'A Test for the Masses': Understanding the Advantages of SPECT MPI and How Labs Can Make the Most of It

An interview with Saurabh Malhotra, MD, MPH, FASNC, Director of Advanced Cardiac Imaging at Cook County Health in Chicago, Illinois
 
 



THE DEBATE OVER WHICH MODALITY is optimal for cardiac imaging continues among those in nuclear cardiology and in cardiovascular imaging in general. While one must be cognizant of applying the appropriate test for a given patient, physicians now have several nuclear and non-nuclear imaging modalities to choose from.

As financial pressures facing healthcare continue to grow due to the COVID-19 pandemic, it is important that nuclear cardiology teams understand the value of the tools they currently have in place, such as the widely available single-photon emission computerized tomography (SPECT) myocardial perfusion imaging (MPI) technology, and how best to optimize it. There are various ways in which a nuclear cardiology lab can enhance the technology at hand by implementing novel imaging protocols and with hardware or software upgrades.

Dr. Malhotra discusses his perspective on the benefits of SPECT MPI:
 
 
Saurabh Malhotra, MD, MPH, FASNC,
Director of Advanced Cardiac Imaging,
Cook County Health, Chicago, Illinois











1. It is an effective and viable choice
According to Dr.
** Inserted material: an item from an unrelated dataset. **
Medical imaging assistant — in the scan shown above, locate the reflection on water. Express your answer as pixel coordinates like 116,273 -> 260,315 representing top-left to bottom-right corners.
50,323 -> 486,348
Malhotra, the value of SPECT MPI technology is crystal clear. “SPECT MPI is a test for the masses. It’s widely available, both from a technology standpoint and from an isotope standpoint,” he says. Based on 2019 Centers for Medicare & Medicaid Services Part B data, SPECT accounts for a majority of nuclear MPI scans. That’s no surprise, says Dr. Malhotra, given that positron emission tomography (PET) MPI is a newer modality and has not yet been adopted as widely. Most labs are presently configured and built for SPECT MPI, including access to isotopes and radiation safety. Existing SPECT laboratories have the option of upgrading their technology in ways that allow for lab improvements that can be applied in real time while maintaining a vision for investment in long-term quality improvements. Additionally, the elements of the SPECT MPI workflow are in place for most labs and institutions and can be tailored to a nuclear cardiology laboratory’s daily needs. Considering these factors, Dr. Malhotra says utilizing SPECT MPI can be a clear and efficient choice for many physician practices and imaging clinics.1


2. Patient outcomes are comparable
While newer non-nuclear imaging technologies and modalities, such as Fractional Flow Reserve derived from computed tomography (FFRCT), are commonly quoted2 to provide superior clinical data, clinical outcomes among patients have not been shown to be significantly different than SPECT MPI, says Dr. Malhotra. Dr. Malhotra believes facilities should continue to have confidence in SPECT MPI. Dr. Malhotra also cautions considering FFRCT as the new “gold standard” as many may want to assume. He notes that FFR was developed in the background of exercise stress testing and SPECT MPI as gold standards. The inability to perform computed tomography (CT) among those with renal dysfunction limits the routine application of FFRCT. Additionally, a clinical algorithm combining SPECT MPI findings and appropriate use criteria has been recently shown to guide prognostication in over 12,000 patients with stable CAD. 3 This study further underscores the established prognostic value of SPECT MPI and innovative ways in which it can be incorporated into clinical practice.  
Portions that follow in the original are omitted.